Margaret's father provided an important model as well; his listening to ``the Spirit'' and his interest in ``the healing power of prayer'' led directly to Margaret's decision to become a doctor. Wanting to have such a healing ministry herself but barred as a woman from the Episcopal ministry, she aimed for medical school.
Aware of her mother's great talents as a teacher of black children, Margaret was determined to get an education that would prepare her for a medical career. She wanted her life to be ``the expression of soul.''
Moving in with protective aunts and a grandmother in Harlem, she attended one of New York City's classical high schools. She won a full scholarship to Cornell University in 1932. The only black undergraduate student at Cornell, she was not permitted to live in the college dormitories and so worked as live-in maid, sleeping in an unheated attic.
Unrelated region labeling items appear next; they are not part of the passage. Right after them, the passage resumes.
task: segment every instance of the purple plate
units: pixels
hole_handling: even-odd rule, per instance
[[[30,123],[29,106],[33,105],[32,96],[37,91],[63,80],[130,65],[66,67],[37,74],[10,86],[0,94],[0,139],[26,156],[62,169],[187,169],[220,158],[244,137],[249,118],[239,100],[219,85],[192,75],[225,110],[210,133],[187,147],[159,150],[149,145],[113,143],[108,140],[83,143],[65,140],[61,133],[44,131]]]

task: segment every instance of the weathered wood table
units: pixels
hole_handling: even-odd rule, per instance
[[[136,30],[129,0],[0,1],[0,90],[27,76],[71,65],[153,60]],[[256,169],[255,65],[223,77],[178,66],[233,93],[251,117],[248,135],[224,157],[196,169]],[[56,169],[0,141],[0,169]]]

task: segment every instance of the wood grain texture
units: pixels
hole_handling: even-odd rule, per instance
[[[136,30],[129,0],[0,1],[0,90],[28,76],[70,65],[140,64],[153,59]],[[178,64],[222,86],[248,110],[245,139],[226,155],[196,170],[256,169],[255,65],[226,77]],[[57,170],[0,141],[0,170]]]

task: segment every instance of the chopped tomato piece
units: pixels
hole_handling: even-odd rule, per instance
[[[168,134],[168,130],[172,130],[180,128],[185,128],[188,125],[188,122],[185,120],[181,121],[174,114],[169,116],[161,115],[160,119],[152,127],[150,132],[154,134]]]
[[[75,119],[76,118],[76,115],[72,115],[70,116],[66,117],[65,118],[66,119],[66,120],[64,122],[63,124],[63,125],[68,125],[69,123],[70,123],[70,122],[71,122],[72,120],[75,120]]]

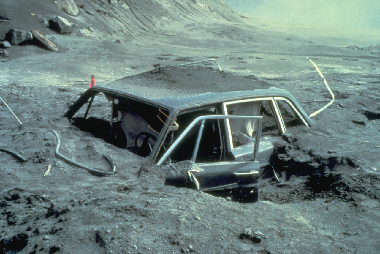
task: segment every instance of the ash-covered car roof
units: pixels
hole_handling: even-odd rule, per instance
[[[253,75],[241,76],[201,66],[164,66],[94,89],[132,97],[176,111],[203,105],[261,97],[285,98],[307,114],[288,91]],[[144,88],[149,87],[150,91]]]

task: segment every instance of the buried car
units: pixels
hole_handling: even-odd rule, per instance
[[[110,84],[87,90],[63,116],[152,164],[191,162],[166,183],[201,191],[238,190],[256,198],[274,142],[287,127],[312,124],[288,92],[274,87],[149,98]]]

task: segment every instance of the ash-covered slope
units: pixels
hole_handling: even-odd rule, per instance
[[[78,11],[58,6],[70,4]],[[41,25],[57,16],[72,23],[72,32],[77,34],[118,35],[129,39],[147,33],[170,35],[172,26],[187,22],[241,19],[223,0],[1,0],[0,39],[11,29],[54,33]]]

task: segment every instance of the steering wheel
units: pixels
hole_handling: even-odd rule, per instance
[[[137,141],[139,138],[141,136],[145,135],[146,137],[144,139],[141,144],[141,146],[139,147],[137,145]],[[157,138],[153,134],[151,134],[149,132],[143,132],[139,134],[136,136],[136,138],[135,140],[135,146],[138,148],[138,154],[140,156],[142,157],[146,157],[149,155],[152,151],[152,149],[149,145],[149,139],[152,138],[155,141],[157,140]]]

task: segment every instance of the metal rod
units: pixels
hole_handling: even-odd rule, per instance
[[[19,122],[20,122],[20,123],[22,124],[22,123],[21,122],[21,121],[20,121],[20,119],[19,119],[19,118],[17,117],[16,115],[14,114],[14,113],[13,111],[12,111],[12,110],[11,109],[11,108],[9,107],[9,106],[8,106],[8,105],[5,103],[5,102],[4,101],[4,100],[3,100],[3,98],[2,98],[1,97],[0,97],[0,99],[1,99],[1,100],[3,101],[3,102],[4,102],[4,104],[5,104],[5,106],[6,106],[9,109],[9,110],[11,111],[11,112],[12,112],[12,113],[13,114],[14,116],[14,117],[16,117],[16,119],[17,119],[17,120],[18,120]]]
[[[200,64],[201,63],[203,63],[205,62],[209,62],[210,61],[213,61],[214,62],[215,62],[216,63],[216,65],[218,65],[218,68],[220,70],[220,71],[223,71],[223,70],[221,68],[220,68],[220,65],[219,65],[219,64],[218,64],[218,62],[216,61],[216,60],[215,60],[214,59],[209,59],[207,60],[203,60],[203,61],[199,61],[198,62],[193,62],[192,63],[188,63],[188,64],[182,64],[178,65],[177,66],[182,66],[184,65],[190,65],[191,64]]]
[[[332,104],[334,103],[334,102],[335,101],[335,97],[334,96],[334,94],[332,93],[332,91],[331,91],[331,89],[330,89],[330,87],[329,86],[328,84],[327,84],[327,81],[326,81],[326,79],[325,78],[325,77],[323,76],[323,75],[322,74],[321,72],[321,71],[319,70],[319,69],[318,68],[318,67],[317,66],[316,64],[314,63],[314,62],[313,62],[311,60],[311,59],[310,59],[309,57],[307,57],[307,59],[309,60],[309,61],[311,62],[311,63],[313,64],[313,65],[314,65],[314,67],[315,67],[315,69],[317,69],[317,71],[318,72],[318,73],[319,73],[319,75],[321,76],[322,78],[323,79],[323,81],[325,82],[325,84],[326,85],[326,86],[327,87],[327,89],[328,89],[329,92],[330,92],[330,94],[331,94],[331,96],[332,97],[332,100],[331,100],[331,101],[330,102],[326,105],[325,106],[323,107],[321,109],[319,110],[317,110],[317,111],[316,111],[314,113],[313,113],[311,115],[309,116],[309,117],[312,117],[314,116],[317,114],[318,114],[318,113],[320,113],[321,111],[324,110],[326,108],[327,108],[327,107],[329,106]]]
[[[94,101],[94,98],[95,97],[95,95],[94,95],[91,97],[91,99],[90,100],[90,102],[89,103],[89,105],[87,106],[87,108],[86,109],[86,113],[84,113],[84,116],[83,116],[83,118],[86,119],[87,117],[87,115],[89,113],[89,111],[90,111],[90,108],[91,107],[91,105],[92,105],[92,102]]]
[[[58,152],[58,151],[59,150],[59,146],[61,144],[61,140],[59,138],[59,136],[58,135],[58,133],[57,133],[57,132],[54,130],[52,130],[51,131],[53,132],[53,133],[54,133],[55,135],[55,137],[57,137],[57,147],[55,148],[55,156],[57,156],[57,157],[60,158],[64,160],[65,160],[68,162],[69,162],[73,165],[75,165],[77,167],[82,168],[84,168],[90,173],[95,174],[95,175],[98,175],[108,176],[109,176],[112,175],[114,174],[117,173],[117,170],[116,169],[116,165],[115,165],[114,162],[113,160],[112,159],[112,158],[111,158],[110,156],[107,154],[103,154],[103,157],[108,160],[109,163],[111,164],[111,167],[112,168],[112,171],[111,172],[105,172],[104,171],[102,171],[102,170],[92,168],[91,168],[89,167],[86,166],[82,165],[81,164],[79,164],[79,163],[78,163],[72,160],[70,160],[68,158],[67,158],[66,156],[60,154]]]
[[[201,124],[201,128],[199,129],[199,132],[198,133],[198,137],[196,138],[196,143],[195,144],[195,148],[194,149],[194,152],[193,153],[193,157],[192,157],[192,161],[195,162],[195,158],[198,154],[198,149],[199,149],[199,144],[201,143],[201,137],[202,137],[202,133],[203,132],[203,128],[204,127],[204,122],[206,119],[204,119],[202,121]]]
[[[187,126],[187,127],[183,131],[183,132],[179,135],[176,141],[173,143],[170,147],[168,149],[165,154],[163,155],[160,160],[157,163],[157,165],[158,166],[161,165],[169,157],[169,155],[173,152],[173,150],[177,146],[179,143],[185,138],[185,136],[190,131],[190,130],[194,127],[194,126],[198,123],[201,120],[204,119],[253,119],[259,121],[259,127],[261,126],[263,122],[263,117],[256,116],[231,116],[225,115],[209,115],[207,116],[202,116],[196,118],[190,124]],[[261,130],[258,130],[258,136],[260,136],[261,133]],[[259,133],[260,132],[260,133]],[[260,142],[260,137],[256,137],[256,143]],[[258,149],[258,144],[254,148],[254,151],[257,151]]]

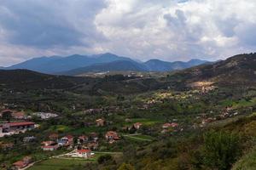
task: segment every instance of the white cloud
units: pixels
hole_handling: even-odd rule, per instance
[[[104,52],[143,60],[224,59],[255,51],[255,0],[3,0],[0,65]]]

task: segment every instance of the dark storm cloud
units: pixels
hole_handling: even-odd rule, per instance
[[[90,46],[90,40],[101,38],[93,19],[104,7],[102,1],[6,0],[0,7],[0,26],[12,44]]]

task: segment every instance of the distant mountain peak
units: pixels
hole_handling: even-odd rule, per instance
[[[97,70],[105,71],[105,68],[108,67],[110,71],[117,69],[121,71],[122,67],[110,64],[115,61],[122,61],[115,64],[121,65],[124,71],[132,69],[132,71],[169,71],[189,68],[203,63],[197,60],[193,60],[193,62],[168,62],[162,61],[158,59],[153,59],[143,63],[137,62],[128,57],[119,56],[111,53],[105,53],[94,55],[73,54],[67,57],[43,56],[40,58],[28,60],[5,69],[27,69],[42,73],[55,74],[60,72],[67,72],[69,71],[72,71],[73,70],[77,69],[79,69],[79,71],[83,71],[83,69],[80,68],[85,68],[84,71],[90,71],[90,69],[91,69],[91,71],[95,71],[96,70],[95,69],[96,67],[99,68],[99,65],[101,65],[101,68]],[[125,63],[126,63],[127,66],[125,65]],[[111,68],[111,66],[113,68]]]

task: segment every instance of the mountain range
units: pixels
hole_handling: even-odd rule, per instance
[[[115,61],[120,65],[122,61]],[[111,63],[108,64],[110,66]],[[121,91],[123,87],[133,87],[136,92],[148,89],[183,88],[195,82],[210,82],[220,87],[255,87],[256,54],[239,54],[225,60],[172,71],[166,79],[141,78],[109,82],[101,78],[54,76],[27,70],[0,70],[0,88],[11,87],[26,88],[86,88],[92,91]],[[114,87],[114,88],[113,88]],[[108,88],[108,89],[106,89]],[[130,92],[129,92],[130,93]]]
[[[128,57],[107,53],[90,56],[73,54],[67,57],[51,56],[33,58],[22,63],[1,69],[26,69],[47,74],[73,76],[85,72],[108,71],[170,71],[189,68],[207,62],[201,60],[191,60],[188,62],[167,62],[160,60],[150,60],[146,62],[138,62]]]

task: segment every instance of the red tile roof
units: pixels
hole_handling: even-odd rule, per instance
[[[24,167],[26,166],[26,164],[24,163],[24,162],[22,162],[22,161],[16,162],[13,163],[13,165],[15,167]]]
[[[79,154],[90,152],[90,150],[78,150]]]
[[[8,122],[10,127],[17,127],[17,126],[27,126],[27,125],[34,125],[34,122]]]

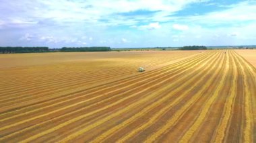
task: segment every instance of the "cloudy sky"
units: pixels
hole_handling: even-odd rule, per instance
[[[256,44],[255,0],[0,2],[0,46]]]

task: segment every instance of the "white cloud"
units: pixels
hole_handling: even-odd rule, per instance
[[[31,40],[35,38],[35,36],[30,34],[26,34],[24,36],[20,38],[20,40],[23,41],[30,41]]]
[[[121,40],[122,40],[123,43],[128,43],[129,42],[129,41],[124,38],[123,38]]]
[[[239,35],[239,34],[238,32],[235,32],[228,34],[228,36],[231,36],[231,37],[237,37],[238,35]]]
[[[159,24],[159,22],[150,23],[148,25],[141,26],[139,27],[139,29],[142,30],[156,30],[161,28],[161,26]]]
[[[187,30],[189,29],[189,26],[187,25],[182,25],[182,24],[173,24],[172,28],[175,30]]]

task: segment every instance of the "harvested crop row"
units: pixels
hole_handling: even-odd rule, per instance
[[[149,66],[163,64],[91,87],[83,87],[86,78],[72,80],[67,74],[68,79],[63,76],[56,82],[44,77],[42,80],[53,86],[39,92],[35,87],[31,97],[26,95],[29,90],[13,97],[10,91],[0,109],[0,142],[255,140],[256,73],[251,64],[232,50],[170,59],[148,60]],[[87,77],[98,82],[118,71],[102,73],[94,79],[94,75]]]

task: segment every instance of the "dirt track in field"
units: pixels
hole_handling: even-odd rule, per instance
[[[1,54],[0,142],[255,142],[256,70],[225,52]]]

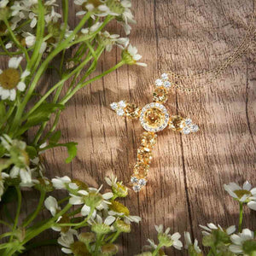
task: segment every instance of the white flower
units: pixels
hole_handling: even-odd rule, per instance
[[[2,0],[0,2],[0,8],[5,8],[8,3],[9,3],[9,0]]]
[[[55,216],[58,210],[61,210],[58,206],[58,202],[55,198],[49,195],[44,201],[44,207],[47,210],[49,210],[52,216]]]
[[[103,1],[101,2],[102,3],[102,4],[100,4],[96,7],[88,0],[75,0],[74,3],[76,5],[81,6],[82,8],[82,10],[77,12],[76,15],[84,15],[88,11],[92,13],[92,15],[90,15],[92,19],[95,19],[95,15],[103,17],[111,15],[109,8],[106,4],[104,4]]]
[[[142,55],[137,54],[137,49],[135,46],[132,46],[131,44],[123,50],[122,57],[126,64],[136,64],[138,66],[147,67],[146,63],[137,62],[137,61],[142,58]]]
[[[15,101],[16,98],[16,89],[24,91],[26,84],[24,79],[30,73],[25,70],[21,75],[18,67],[22,61],[22,57],[10,58],[8,63],[8,68],[0,69],[0,97],[2,100],[9,99]],[[21,79],[21,80],[20,80]]]
[[[221,231],[225,232],[229,236],[233,234],[236,231],[235,225],[230,226],[226,230],[223,229],[219,224],[218,224],[218,226],[215,225],[213,223],[207,224],[207,226],[203,226],[203,225],[199,225],[199,226],[203,230],[205,230],[201,232],[204,236],[210,235],[213,230],[220,230]]]
[[[157,226],[154,226],[156,231],[158,232],[158,239],[160,243],[166,243],[163,244],[164,246],[168,245],[173,246],[177,250],[181,250],[183,247],[182,241],[179,240],[181,237],[181,235],[178,232],[176,232],[172,234],[172,236],[169,234],[170,228],[167,228],[166,231],[164,232],[164,227],[162,224]]]
[[[67,233],[61,233],[61,236],[58,238],[58,243],[63,247],[61,251],[65,253],[72,253],[73,251],[70,249],[70,246],[74,243],[74,236],[78,237],[78,231],[75,230],[69,229]]]
[[[71,179],[67,176],[64,176],[62,177],[56,177],[55,178],[53,178],[51,182],[54,188],[56,189],[67,189],[67,185],[71,183]]]
[[[184,232],[184,238],[185,238],[185,248],[188,249],[189,247],[192,244],[189,232]],[[200,247],[198,247],[198,241],[196,239],[195,239],[194,244],[192,245],[194,247],[195,251],[197,253],[200,253],[201,252]]]
[[[253,240],[254,234],[253,231],[251,231],[248,229],[242,230],[241,233],[238,235],[234,234],[230,236],[231,241],[233,244],[230,246],[230,250],[235,253],[242,253],[242,245],[246,241]],[[244,255],[242,253],[242,255]]]
[[[9,175],[6,172],[0,172],[0,201],[4,191],[4,179],[6,177],[9,177]]]
[[[247,204],[249,208],[256,211],[256,188],[253,189],[247,181],[243,183],[242,188],[235,183],[224,184],[224,187],[235,200]]]

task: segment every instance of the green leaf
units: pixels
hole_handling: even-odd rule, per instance
[[[0,120],[2,120],[5,116],[5,106],[3,101],[0,102]]]
[[[56,131],[49,139],[49,144],[56,144],[61,137],[61,131]]]
[[[50,114],[57,109],[64,109],[64,105],[55,103],[44,103],[40,105],[32,114],[27,118],[26,123],[20,128],[18,136],[23,134],[30,127],[41,125],[44,121],[49,119]]]
[[[68,157],[66,159],[66,163],[68,164],[77,155],[78,143],[68,143],[62,144],[62,145],[67,148]]]
[[[38,156],[37,149],[32,146],[26,146],[26,151],[27,152],[30,159],[34,159]]]

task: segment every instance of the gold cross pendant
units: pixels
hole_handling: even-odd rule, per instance
[[[168,99],[168,93],[172,83],[168,75],[163,73],[161,79],[155,80],[153,93],[154,102],[147,104],[143,108],[125,101],[113,102],[110,107],[119,116],[139,119],[142,126],[146,130],[143,133],[140,147],[137,149],[137,162],[131,177],[133,190],[138,192],[148,182],[148,173],[152,160],[152,149],[156,143],[156,132],[163,131],[167,125],[173,131],[183,134],[189,134],[199,131],[197,125],[190,119],[178,115],[171,116],[163,105]]]

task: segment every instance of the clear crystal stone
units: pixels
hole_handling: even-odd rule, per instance
[[[187,134],[189,134],[189,133],[190,133],[190,129],[189,129],[189,127],[185,126],[185,127],[182,130],[182,131],[183,131],[183,134],[187,135]]]
[[[119,108],[116,112],[119,116],[123,116],[125,114],[125,111],[122,108]]]
[[[161,78],[164,80],[167,80],[168,79],[168,75],[166,73],[164,73],[161,74]]]
[[[190,125],[189,128],[190,128],[190,130],[191,130],[192,132],[196,132],[196,131],[199,131],[199,127],[198,127],[197,125]]]
[[[135,192],[138,192],[138,191],[141,190],[141,186],[139,186],[139,185],[134,185],[132,189],[133,189],[133,190]]]
[[[165,81],[164,82],[164,86],[166,88],[170,88],[172,86],[172,84],[169,81]]]
[[[186,125],[189,125],[192,124],[192,120],[190,119],[185,119],[185,124],[186,124]]]
[[[131,177],[131,182],[132,183],[137,183],[137,178],[136,177]]]
[[[156,79],[155,80],[155,85],[156,86],[161,86],[161,85],[163,85],[163,80],[162,79]]]
[[[147,181],[144,179],[144,178],[141,178],[139,181],[138,181],[138,184],[140,186],[145,186],[147,183]]]
[[[118,106],[117,102],[113,102],[113,103],[110,104],[110,108],[113,110],[116,110],[119,108],[119,106]]]
[[[126,106],[126,103],[125,103],[125,101],[120,101],[120,102],[119,102],[119,106],[120,106],[121,108],[125,108],[125,106]]]

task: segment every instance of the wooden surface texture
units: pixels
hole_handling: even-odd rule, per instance
[[[73,2],[73,1],[70,1]],[[48,175],[67,175],[99,186],[113,172],[127,183],[143,132],[138,121],[118,117],[109,108],[127,100],[143,107],[152,101],[154,80],[161,73],[210,69],[224,60],[246,35],[252,0],[133,0],[136,26],[131,42],[148,67],[123,67],[81,90],[64,111],[59,128],[63,141],[79,143],[78,156],[65,164],[65,148],[47,153]],[[75,15],[70,3],[71,15]],[[119,26],[111,31],[119,33]],[[168,129],[159,133],[149,181],[125,203],[142,217],[130,235],[118,241],[119,255],[141,252],[147,238],[155,238],[154,224],[171,232],[188,230],[200,238],[199,224],[237,224],[238,206],[224,183],[248,180],[256,185],[256,64],[254,43],[248,52],[212,85],[199,93],[172,90],[166,104],[174,114],[190,117],[200,132],[183,136]],[[98,73],[119,59],[119,49],[104,53]],[[36,202],[32,199],[27,202]],[[255,212],[247,211],[244,224],[256,226]],[[45,234],[44,236],[54,236]],[[166,250],[168,255],[185,255]],[[57,248],[29,255],[61,255]]]

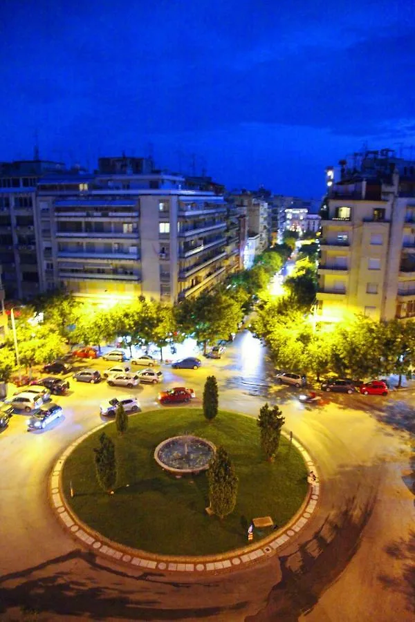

Cornell refused her admission to medical school because the only other black med student had developed tuberculosis 25 years earlier. Margaret went to Columbia Medical School.
The ideal husband for Margaret, Charles Lawrence, encouraged her professional growth. He ``joined'' her in her dreams and showed his pride by exhibiting an early newspaper article about her until it was ``frayed and torn.'' His book-filled boyhood at the black Utica Institute and education at Morehouse College prepared him for a life committed to social justice. He brought his positive images of family life to their marriage, fully sharing the parenting of their children as he pursued his own career as a sociologist.
While ``Balm in Gilead'' traces the events in Margaret Lawrence's successful life, its focus is on her personal growth rather than on the political and social events of the times. Designed to reflect Margaret's gift of an associative and creative mind, the biography weaves narrative episodes from various time periods with dreams. It allows the reader to reflect on their importance to Margaret's own view of her personal and professional growth.
``My People's Wound,'' the most moving chapter for this reviewer, interrupts the roughly chronological account to focus on Margaret's images of the traumas of being black in a white world. In a ``free-floating narrative, `like what happens in analysis,''' she relates memories of a man bellowing at her mother to make her move from a train seat, of the ``polite'' racism at Cornell and Columbia, all of which felt like ``the slow erosion'' of her spirit.
As its title suggests, this biography is especially interested in ways of healing the ``sin-sick soul'' sung about in the Negro spiritual ``Balm in Gilead.'' Although Lightfoot's book sometimes makes her mother's life sound easier than it must have been, it offers new views of black professional families whose lives are filled with caring, dignity, and wholeness. It chronicles a strong marriage rooted in religious faith and dedicated to individual achievement that betters all people. It describes Margaret's important mentors, such as the capable black women who taught and ``mothered'' Harlem. It creates an all-too-rare portrait of a woman who loves her work and family and successfully gives to both.
Above all, it is the moving drama of a daughter's journey with her mother and the strengthening of their bonds. As such, it is an appropriate volume in the Radcliffe Biography series of ``extraordinary women.'' It breaks new ground in its innovative portrayal of the richness and complexity of such a life.